There’s a new clique in town. Buzz has surrounded Instagram pods for the last few weeks, fueled in part by a recent Mashable article about how hard it is to join one. We break down what a pod is and what it means for brands.
So, what is it? Essentially, pods are self-organized groups of 10 to 15 Instagrammers. They can be businesses, brands, influencers or just regular people — although they tend to mostly be influencers.
The way it works is that everyone in the group is in charge of improving the engagement on the other members’ posts. Each time a person posts, that person will share it with the group via a private direct message. Everyone in the pod will then engage with the post, liking and commenting on it. (There are many tips and tricks for this, including, “comments should be longer than four words because bots post short comments.”) The process repeats for all posts from the group. Everyone turns on post notifications for the rest of the pod members as well. As Natalie Franke, photographer and Instagram influencer, put it, “In nature, a pod is family of dolphins who live together in harmony and support one another.”
That’s cute. Very cute. For Franke, who wrote about the phenomenon, the pods are changing online marketing. It also goes further: Pod groups have what are known as “boost groups” on Facebook as well. Boost groups are where members of the pod post their links for more engagement.
There are pods for everything: One pod, founded by Belle Brita’s Brita Marie Long, centers around the color pink, with members posting all about pink.
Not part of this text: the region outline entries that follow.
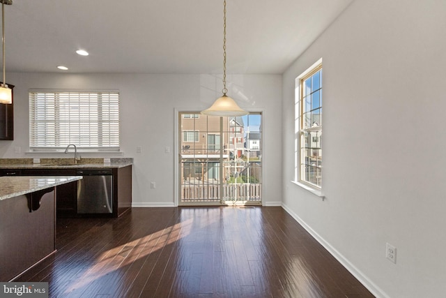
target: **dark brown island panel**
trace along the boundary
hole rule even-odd
[[[91,174],[95,176],[89,176]],[[84,177],[85,179],[80,181],[58,186],[58,217],[118,217],[132,207],[132,165],[114,167],[31,166],[2,168],[0,176]],[[100,188],[95,188],[96,184],[100,186]],[[87,186],[89,188],[84,189]],[[84,188],[81,188],[82,191],[79,187]],[[79,198],[81,194],[82,198]],[[103,197],[109,199],[109,202],[102,203],[105,200]],[[82,203],[85,200],[92,203],[91,207]],[[104,210],[98,209],[98,204],[103,206]]]
[[[0,177],[0,281],[56,251],[56,189],[79,179]]]

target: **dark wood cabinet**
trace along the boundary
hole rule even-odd
[[[77,176],[75,169],[22,169],[21,176]],[[57,216],[72,217],[77,213],[77,181],[56,187]]]
[[[69,169],[0,169],[0,176],[82,176],[79,168]],[[94,170],[82,168],[84,170]],[[132,207],[132,165],[112,169],[112,212],[109,214],[79,214],[77,212],[77,182],[70,182],[56,187],[56,206],[58,217],[118,217]]]
[[[8,87],[13,89],[13,103],[0,103],[0,140],[14,140],[14,86]]]

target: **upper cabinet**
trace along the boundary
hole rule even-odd
[[[14,86],[8,87],[13,89],[13,103],[0,103],[0,140],[14,140]]]

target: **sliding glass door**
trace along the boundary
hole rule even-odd
[[[179,204],[261,204],[261,114],[178,117]]]

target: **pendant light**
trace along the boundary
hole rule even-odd
[[[208,116],[243,116],[248,112],[240,108],[236,101],[226,95],[226,0],[223,1],[223,96],[215,100],[214,103],[207,110],[201,111],[201,114]]]
[[[6,84],[5,70],[5,10],[4,6],[13,4],[13,0],[0,0],[1,2],[1,43],[3,45],[3,82],[0,85],[0,103],[13,103],[13,92]]]

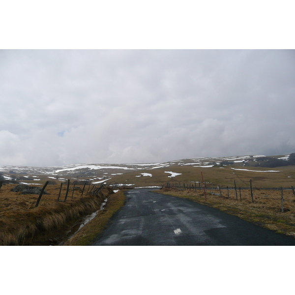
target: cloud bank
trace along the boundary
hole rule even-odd
[[[295,151],[294,50],[1,50],[0,165]]]

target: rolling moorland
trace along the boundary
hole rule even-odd
[[[295,236],[295,197],[291,189],[295,185],[295,154],[293,153],[268,157],[258,155],[193,158],[137,164],[75,164],[46,168],[2,166],[0,167],[0,183],[2,184],[0,188],[0,244],[60,244],[62,237],[69,236],[77,221],[86,215],[97,212],[104,200],[113,199],[115,204],[118,196],[121,206],[123,195],[117,192],[122,185],[125,188],[163,187],[159,192],[188,198],[277,232]],[[203,187],[201,171],[207,188],[206,201],[204,192],[199,189]],[[63,202],[67,179],[71,183],[69,197]],[[254,190],[254,203],[249,190],[250,179]],[[47,181],[46,190],[48,194],[42,197],[37,207],[35,204],[38,195],[11,191],[17,184],[41,188]],[[233,189],[234,181],[242,191],[238,199]],[[60,194],[62,202],[57,203],[61,183],[65,183]],[[108,185],[95,196],[86,195],[86,190],[82,196],[85,183],[88,187],[104,183]],[[184,189],[184,183],[186,184]],[[174,188],[171,187],[172,184]],[[221,198],[218,195],[217,185],[222,192]],[[177,186],[177,189],[175,189]],[[227,186],[229,190],[227,190]],[[280,187],[285,189],[283,212],[281,193],[278,189]],[[93,228],[97,218],[101,220],[107,215],[109,218],[111,215],[107,212],[112,210],[112,204],[107,202],[106,208],[83,228],[83,232],[91,227],[91,223]],[[106,220],[101,222],[106,224]],[[91,236],[96,234],[92,233]],[[84,234],[84,239],[87,235]],[[76,241],[73,244],[86,245],[89,240],[86,239],[82,244]]]

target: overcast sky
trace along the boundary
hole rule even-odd
[[[0,166],[295,152],[295,51],[0,51]]]

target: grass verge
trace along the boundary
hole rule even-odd
[[[232,190],[230,198],[223,192],[221,197],[207,193],[207,201],[204,192],[178,190],[164,188],[154,191],[164,195],[188,199],[200,204],[218,209],[227,214],[235,215],[241,219],[254,223],[262,227],[275,231],[295,238],[295,203],[292,192],[284,192],[284,212],[280,211],[280,193],[276,191],[261,190],[254,193],[252,203],[250,193],[243,192],[242,201],[236,199],[235,193]],[[213,192],[218,193],[217,191]],[[226,196],[226,197],[225,197]]]
[[[0,191],[0,245],[57,244],[77,220],[98,210],[113,193],[104,188],[96,195],[81,197],[75,190],[66,202],[58,202],[59,186],[48,185],[48,195],[36,207],[37,195],[11,192],[14,186],[4,185]]]
[[[63,246],[90,246],[97,240],[109,224],[111,218],[125,204],[126,196],[120,190],[108,199],[106,206]]]

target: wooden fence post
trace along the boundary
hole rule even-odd
[[[60,193],[61,192],[61,188],[62,187],[62,182],[60,183],[60,188],[59,188],[59,196],[58,197],[58,202],[59,201],[59,198],[60,197]]]
[[[254,203],[254,199],[253,199],[253,192],[252,189],[252,179],[250,179],[250,191],[251,192],[251,200],[252,203]]]
[[[86,185],[86,182],[84,183],[84,186],[83,186],[83,189],[82,190],[82,193],[81,194],[81,197],[83,195],[83,192],[84,191],[84,188],[85,188],[85,185]]]
[[[73,187],[73,192],[72,193],[72,200],[73,200],[73,196],[74,196],[74,191],[75,190],[75,183],[74,183],[74,187]]]
[[[64,200],[63,200],[63,203],[64,203],[66,201],[66,199],[67,198],[67,194],[69,192],[69,187],[70,187],[70,179],[68,179],[68,183],[67,183],[67,186],[66,187],[66,191],[65,192],[65,196],[64,197]]]
[[[236,193],[236,200],[237,201],[237,192],[236,191],[236,180],[234,180],[234,183],[235,184],[235,192]]]
[[[284,213],[284,196],[283,195],[283,187],[281,186],[281,210]]]
[[[292,192],[293,192],[293,195],[295,196],[295,191],[294,191],[294,188],[293,186],[291,186],[291,187],[292,188]]]
[[[42,197],[42,195],[43,195],[44,190],[45,189],[45,187],[46,187],[46,185],[47,185],[47,184],[48,184],[49,182],[49,181],[46,181],[45,182],[45,184],[44,185],[43,187],[42,188],[42,189],[41,190],[41,192],[40,193],[40,195],[39,195],[39,198],[38,198],[38,200],[37,200],[37,203],[36,203],[36,205],[35,205],[35,207],[38,207],[38,205],[39,205],[39,202],[40,202],[40,200],[41,200],[41,197]]]
[[[87,190],[87,192],[86,193],[86,195],[88,194],[88,191],[89,190],[89,188],[90,187],[90,185],[91,184],[91,180],[90,180],[90,182],[89,182],[89,185],[88,186],[88,189]]]
[[[221,190],[220,189],[220,186],[218,184],[218,189],[219,190],[219,194],[220,194],[220,197],[222,197],[222,195],[221,194]]]

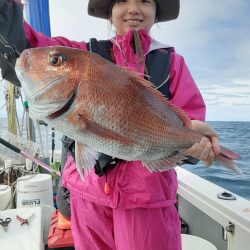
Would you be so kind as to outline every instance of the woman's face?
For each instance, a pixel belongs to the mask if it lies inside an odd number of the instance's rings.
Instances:
[[[119,35],[129,29],[149,32],[155,23],[155,0],[117,0],[112,8],[112,23]]]

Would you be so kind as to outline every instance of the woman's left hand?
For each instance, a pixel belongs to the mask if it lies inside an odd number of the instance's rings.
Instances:
[[[198,132],[202,137],[199,143],[195,143],[187,150],[187,154],[204,161],[207,166],[212,165],[215,155],[220,153],[219,138],[215,130],[209,127],[205,122],[192,120],[191,129]]]

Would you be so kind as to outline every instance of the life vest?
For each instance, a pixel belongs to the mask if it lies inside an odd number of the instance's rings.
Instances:
[[[87,48],[90,52],[96,53],[114,63],[111,53],[113,44],[109,40],[98,41],[95,38],[91,38],[89,43],[87,43]],[[172,48],[153,50],[147,54],[145,62],[150,76],[150,82],[152,82],[167,99],[171,98],[169,91],[171,50]],[[64,166],[67,154],[70,152],[74,156],[75,144],[74,140],[66,136],[63,136],[62,144],[61,164]],[[114,168],[120,161],[122,160],[101,154],[95,164],[95,173],[98,176],[103,176],[108,168]]]

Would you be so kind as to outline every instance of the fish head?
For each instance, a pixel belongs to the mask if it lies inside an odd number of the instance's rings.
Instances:
[[[41,119],[57,112],[75,95],[87,65],[81,53],[60,46],[22,52],[15,70],[32,117]]]

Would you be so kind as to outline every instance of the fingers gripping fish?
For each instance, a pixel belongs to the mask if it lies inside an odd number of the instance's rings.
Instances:
[[[27,49],[16,72],[30,115],[76,141],[81,175],[100,153],[164,171],[186,159],[186,150],[202,138],[150,82],[99,55],[67,47]],[[237,157],[222,150],[216,159],[237,170]]]

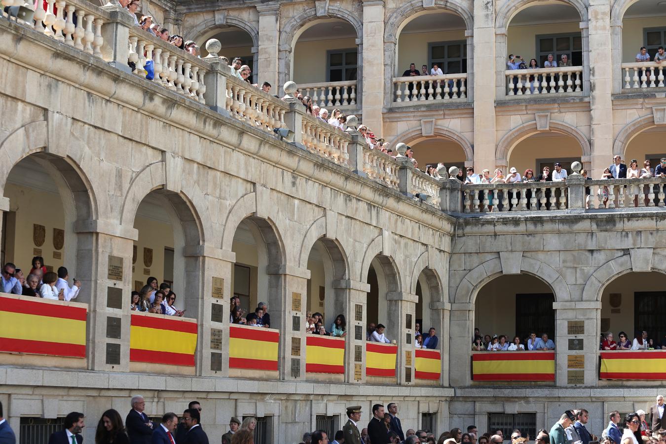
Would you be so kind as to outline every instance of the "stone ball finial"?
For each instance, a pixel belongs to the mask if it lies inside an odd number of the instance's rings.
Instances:
[[[284,86],[282,87],[282,90],[284,90],[284,93],[291,97],[294,97],[294,93],[296,93],[296,89],[298,89],[298,88],[296,88],[296,82],[292,82],[291,81],[286,83]]]
[[[222,50],[222,43],[217,39],[210,39],[206,42],[206,51],[208,51],[208,57],[217,57],[217,53]]]

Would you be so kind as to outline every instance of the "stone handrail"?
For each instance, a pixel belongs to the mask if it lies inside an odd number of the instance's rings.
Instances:
[[[394,103],[455,101],[466,99],[466,73],[393,78]]]
[[[205,105],[206,62],[137,27],[129,30],[129,59],[135,64],[134,73],[143,78],[146,63],[152,61],[155,85]]]
[[[284,113],[289,109],[286,103],[236,78],[230,73],[226,79],[224,109],[232,116],[268,132],[272,133],[274,129],[285,126]]]
[[[301,94],[312,98],[312,103],[320,108],[344,108],[356,105],[356,81],[322,82],[299,85]],[[330,113],[333,110],[329,109]]]
[[[314,116],[304,113],[302,118],[302,144],[306,149],[338,165],[348,167],[347,147],[351,142],[349,134]]]
[[[661,64],[656,62],[623,63],[623,87],[625,89],[663,87],[665,86],[665,68],[666,68],[666,63]]]
[[[463,212],[566,210],[566,188],[564,182],[463,185]]]
[[[507,96],[580,93],[583,67],[513,69],[504,73]]]

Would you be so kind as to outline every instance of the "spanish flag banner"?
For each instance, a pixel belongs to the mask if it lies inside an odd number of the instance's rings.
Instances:
[[[309,335],[305,347],[306,373],[344,373],[344,338]]]
[[[666,379],[666,351],[601,351],[602,379]]]
[[[85,357],[82,305],[0,296],[0,351]]]
[[[414,377],[417,379],[440,379],[442,373],[442,355],[439,350],[416,349],[414,352]]]
[[[472,359],[474,381],[555,381],[554,351],[482,351]]]
[[[280,332],[258,327],[229,326],[229,368],[278,369]]]
[[[395,377],[398,345],[366,343],[366,375]]]
[[[194,365],[196,322],[161,315],[132,314],[129,360],[170,365]]]

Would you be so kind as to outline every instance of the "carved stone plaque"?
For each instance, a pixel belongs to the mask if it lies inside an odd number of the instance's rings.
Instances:
[[[567,321],[567,334],[572,336],[585,334],[585,321]]]
[[[213,322],[223,322],[224,316],[224,306],[221,304],[210,304],[210,320]]]
[[[107,343],[107,363],[110,365],[119,365],[121,363],[121,345]]]
[[[219,328],[210,329],[210,348],[222,350],[222,330]]]
[[[108,274],[109,279],[123,280],[123,258],[109,255]]]
[[[212,277],[212,292],[213,298],[217,299],[224,298],[224,280],[222,278]]]
[[[123,308],[123,289],[118,287],[107,287],[107,307]]]

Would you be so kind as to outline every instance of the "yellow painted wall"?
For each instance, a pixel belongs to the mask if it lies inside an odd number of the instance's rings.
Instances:
[[[666,130],[659,131],[641,132],[634,137],[627,146],[622,158],[629,162],[631,159],[638,160],[639,166],[643,168],[643,162],[647,154],[666,154],[666,144],[664,144],[664,137],[666,136]],[[654,157],[651,155],[649,157]],[[610,165],[610,162],[608,163]],[[627,164],[629,164],[628,163]],[[653,168],[657,166],[653,162],[650,165]]]
[[[160,284],[164,279],[165,248],[173,248],[173,229],[170,224],[159,222],[137,216],[134,221],[134,228],[139,230],[137,246],[137,262],[133,264],[133,287],[137,281],[145,285],[150,276],[155,276]],[[143,262],[143,248],[153,249],[153,264],[147,267]],[[149,268],[150,273],[145,274],[144,268]]]
[[[474,327],[482,335],[506,335],[511,342],[515,334],[515,295],[552,292],[545,282],[533,276],[500,276],[479,291],[474,304]]]
[[[580,158],[582,155],[580,144],[569,136],[532,136],[518,143],[511,150],[507,159],[508,166],[515,166],[522,176],[528,168],[535,170],[536,159]],[[535,174],[536,174],[535,170]]]
[[[9,199],[9,209],[16,212],[16,224],[13,236],[8,230],[7,244],[13,244],[13,250],[7,249],[5,262],[13,262],[17,267],[24,270],[24,275],[32,268],[34,248],[41,248],[41,256],[47,266],[53,266],[57,271],[62,266],[65,258],[65,252],[62,253],[61,259],[54,259],[53,228],[65,229],[65,214],[62,202],[57,193],[50,193],[27,188],[20,185],[8,183],[5,187],[5,197]],[[33,241],[33,224],[39,224],[46,227],[46,236],[44,244],[37,246]],[[67,236],[67,234],[65,234]],[[74,252],[67,252],[68,254],[75,254]],[[70,271],[73,273],[73,271]],[[75,276],[70,274],[70,277]]]
[[[354,38],[298,41],[294,48],[294,81],[316,83],[326,81],[326,51],[356,47]]]
[[[666,16],[625,19],[622,21],[622,63],[636,61],[636,54],[645,44],[643,28],[657,28],[664,26]],[[650,53],[655,57],[655,51]],[[628,333],[628,332],[627,332]]]
[[[410,63],[416,64],[416,69],[419,71],[421,71],[421,65],[428,65],[429,43],[461,40],[466,40],[464,29],[401,34],[398,41],[398,66],[396,67],[396,77],[402,75],[405,70],[409,69]]]
[[[507,53],[521,55],[525,63],[530,59],[536,59],[536,36],[543,34],[563,34],[579,33],[577,22],[537,25],[530,26],[509,26],[507,34]]]

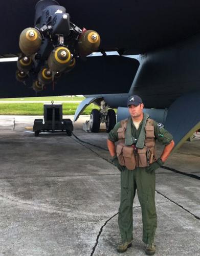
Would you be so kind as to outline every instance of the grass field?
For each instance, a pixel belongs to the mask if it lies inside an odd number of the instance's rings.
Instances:
[[[63,103],[63,114],[74,115],[78,105],[78,103]],[[1,103],[0,115],[43,115],[43,105],[42,103]],[[90,115],[93,109],[98,109],[99,108],[92,103],[85,109],[82,114]]]

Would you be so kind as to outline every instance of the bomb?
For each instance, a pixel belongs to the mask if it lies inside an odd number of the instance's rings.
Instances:
[[[70,65],[72,58],[70,51],[64,47],[56,47],[48,60],[49,68],[53,72],[61,72]]]
[[[34,28],[24,29],[19,36],[19,48],[26,56],[30,56],[36,53],[41,44],[41,35]]]
[[[87,30],[82,33],[76,46],[76,51],[80,56],[85,56],[98,49],[101,42],[99,34],[94,30]]]
[[[43,68],[38,73],[38,81],[43,84],[50,83],[52,79],[52,73],[49,69]]]
[[[25,73],[27,73],[31,69],[33,61],[29,57],[19,57],[17,61],[18,69]]]

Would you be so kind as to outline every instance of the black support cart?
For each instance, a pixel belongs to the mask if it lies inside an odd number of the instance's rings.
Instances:
[[[35,136],[38,136],[39,133],[46,131],[52,132],[63,131],[67,135],[72,136],[73,125],[71,119],[62,118],[62,104],[44,104],[43,120],[35,119],[33,125],[33,132]]]

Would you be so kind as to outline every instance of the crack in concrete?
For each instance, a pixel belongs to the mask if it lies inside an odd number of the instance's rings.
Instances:
[[[169,201],[164,201],[164,202],[159,202],[158,203],[155,203],[155,204],[162,204],[162,203],[168,203],[169,202]],[[141,205],[139,205],[138,206],[134,206],[132,207],[133,209],[135,209],[136,208],[140,208],[141,206]],[[110,217],[109,219],[108,219],[108,220],[107,220],[107,221],[104,223],[104,224],[103,225],[103,226],[101,226],[101,228],[100,228],[100,230],[99,232],[99,233],[97,235],[97,238],[96,239],[96,243],[94,245],[94,246],[93,247],[93,250],[91,252],[91,255],[90,256],[93,256],[93,255],[94,254],[95,251],[95,250],[96,250],[96,247],[98,245],[98,244],[99,243],[99,237],[100,236],[101,236],[102,231],[103,231],[103,228],[105,227],[105,226],[106,225],[107,223],[110,220],[112,220],[113,218],[114,218],[115,216],[116,216],[118,214],[119,214],[119,211],[118,212],[117,212],[117,214],[115,214],[114,215],[113,215],[112,217]]]
[[[17,176],[17,177],[6,177],[0,178],[0,180],[16,180],[17,179],[42,179],[42,178],[57,178],[59,179],[60,178],[73,178],[73,177],[77,177],[77,178],[82,178],[84,177],[93,177],[93,176],[119,176],[120,174],[94,174],[94,175],[63,175],[60,176]]]
[[[165,198],[167,198],[167,199],[168,199],[168,200],[169,200],[170,202],[171,202],[172,203],[173,203],[174,204],[176,204],[176,205],[177,205],[179,207],[182,208],[183,209],[184,209],[184,210],[185,210],[186,211],[187,211],[188,212],[189,212],[190,214],[192,215],[193,216],[194,216],[194,218],[195,218],[196,219],[197,219],[197,220],[200,220],[200,218],[198,216],[196,216],[196,215],[195,215],[194,214],[193,214],[192,212],[191,212],[191,211],[190,211],[189,210],[187,210],[187,209],[186,209],[185,208],[184,208],[183,206],[182,206],[182,205],[181,205],[180,204],[178,204],[177,203],[176,203],[174,201],[173,201],[171,199],[170,199],[170,198],[169,198],[168,197],[166,197],[166,196],[165,196],[164,195],[163,195],[163,194],[161,193],[160,192],[159,192],[158,190],[157,190],[157,189],[155,189],[155,191],[157,192],[158,194],[159,194],[160,195],[161,195],[161,196],[163,196],[163,197],[165,197]]]
[[[135,206],[134,207],[132,207],[133,209],[134,209],[135,208],[139,208],[139,207],[141,207],[141,206]],[[97,245],[99,243],[99,237],[100,236],[101,236],[101,233],[102,232],[102,231],[103,231],[103,228],[105,227],[105,226],[106,226],[106,225],[107,224],[107,223],[108,222],[108,221],[109,221],[110,220],[112,220],[113,218],[114,218],[115,216],[116,216],[118,214],[119,214],[119,211],[118,212],[117,212],[117,214],[115,214],[114,215],[113,215],[112,217],[110,217],[109,219],[108,219],[108,220],[107,220],[107,221],[104,223],[104,224],[103,225],[103,226],[102,226],[102,227],[101,227],[100,228],[100,230],[99,232],[99,233],[97,235],[97,238],[96,239],[96,243],[95,244],[95,246],[94,246],[94,247],[93,248],[93,250],[91,252],[91,256],[93,256],[93,255],[94,254],[94,252],[95,252],[95,249],[96,249],[96,247],[97,246]]]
There are pods about certain and specific types of beauty content, fashion content, decor and fitness.
Cool, but why? There are a few reasons. When Instagram turned on its algorithm about a year ago, it dealt a big blow to both Instagram stars and brands. Here’s what determines if you see something in your feed: the relationship between posters and users, timeliness and how likely it is that the photos are interesting to the users. So posts that have more engagement, comments — especially by other people the user trusts — will naturally do well. The pods essentially hack Instagram.
For brands working with influencers, they’re increasingly looking for more evidence of success as influencer marketing becomes more expensive. Brand marketers are also pushing hard on micro-influencers — using people with 100,000 followers or so to push messages — and are extra vigilant about spammy comments and fraudulent growth. In that atmosphere, pods are a way for influencers to grow their presence.
For brands, that can be a bad thing. Pods in some ways skew the results: People commenting on influencer posts aren’t necessarily potential customers, just other influencers. Julianne Cronin, influencer marketing agency strategist, said as much: “My colleagues and I have conversations daily about how bloggers ‘juicing’ their numbers muddies the waters and makes it more difficult to tell what is real and what isn’t. Honestly, it isn’t good, no matter which way you slice it.”
Are pods sanctioned by Instagram? It’s unclear. Instagram doesn’t expressly forbid this kind of homegrown, grassroots engagement farming. But for purists, it goes against the tenets of the platform because it essentially hacks it.
For others, it also is about making sure you’re posting good content, not finding ways to just juice numbers. Influencer firm Hashoff found in a recent report that Instagram remains the No. 1 platform for both influencers and brands, and marketers are increasingly becoming more careful about quality. “The number of followers has no relevance in this day and age, where followers and likes can be bought,” said influencer @AlishaMarie in the report. “Content should be king.”